Felipa.
Lo que pudiera comprometer, ceniza es ya. De la casa, tan cierto como Dios es mi padre, no sacará el juez ni tanto así de luz. Por donde puede flaquear la trama es por el lado de doña Serafina, quiero decir, que si van y averiguan que la señorita no estuvo aquella noche...
Augusta, secreteando.
Ya está prevenida Ramona, y bien recompensada. Esta mañana vino á verme. Confío en que no me faltará. Si la curia hiciera alguna tontería corriéndose en las averiguaciones, mi padre lo arreglará. Hablamos esta noche: no cree nada malo de mí; pero esto de que los periódicos me lancen chinitas le subleva.

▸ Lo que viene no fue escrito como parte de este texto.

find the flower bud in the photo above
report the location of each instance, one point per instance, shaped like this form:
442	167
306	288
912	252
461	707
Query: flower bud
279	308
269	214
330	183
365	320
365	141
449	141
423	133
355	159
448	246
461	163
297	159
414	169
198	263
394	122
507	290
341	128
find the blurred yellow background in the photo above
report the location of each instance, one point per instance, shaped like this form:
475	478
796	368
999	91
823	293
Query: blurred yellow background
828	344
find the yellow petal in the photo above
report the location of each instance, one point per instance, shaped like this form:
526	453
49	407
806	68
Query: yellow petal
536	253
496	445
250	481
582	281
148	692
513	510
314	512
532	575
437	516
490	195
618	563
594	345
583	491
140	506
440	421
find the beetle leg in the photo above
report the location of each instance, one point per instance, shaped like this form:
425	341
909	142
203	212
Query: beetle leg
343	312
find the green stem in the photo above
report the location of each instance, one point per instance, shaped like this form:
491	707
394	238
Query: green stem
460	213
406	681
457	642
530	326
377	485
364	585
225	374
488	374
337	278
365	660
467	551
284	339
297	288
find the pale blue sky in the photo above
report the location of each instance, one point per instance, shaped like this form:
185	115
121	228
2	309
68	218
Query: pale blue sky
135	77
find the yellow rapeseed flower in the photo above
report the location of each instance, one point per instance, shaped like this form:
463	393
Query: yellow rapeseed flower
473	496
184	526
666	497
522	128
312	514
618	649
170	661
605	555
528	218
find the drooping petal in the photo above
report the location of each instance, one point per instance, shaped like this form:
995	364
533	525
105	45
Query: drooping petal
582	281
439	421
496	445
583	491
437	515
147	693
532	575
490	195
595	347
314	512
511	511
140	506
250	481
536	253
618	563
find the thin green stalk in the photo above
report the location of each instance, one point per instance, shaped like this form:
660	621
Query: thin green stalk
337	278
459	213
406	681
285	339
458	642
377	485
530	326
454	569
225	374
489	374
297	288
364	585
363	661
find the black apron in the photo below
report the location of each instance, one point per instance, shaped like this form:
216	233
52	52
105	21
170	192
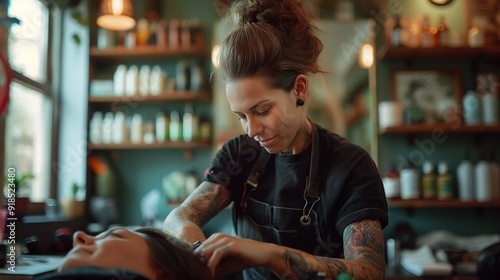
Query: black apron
291	227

Es amigote del juez, y quedó en hablarle mañana mismo.
Felipa, casi entre dientes.
Todo irá como en las propias manos del Silencio, y aquí el que más mira menos ve.
Augusta.
¡Ay, Felipa, qué buena eres! Lo que has hecho por mí de ningún modo podré recompensarlo. Me serviste fielmente hasta que te casaste. Cierto que te he protegido; pero mis beneficios son muy cortos en comparación de la lealtad y la adhesión con que me los estás pagando.
Felipa.
No hablemos de eso. Por usted me dejaría yo matar, si fuera preciso.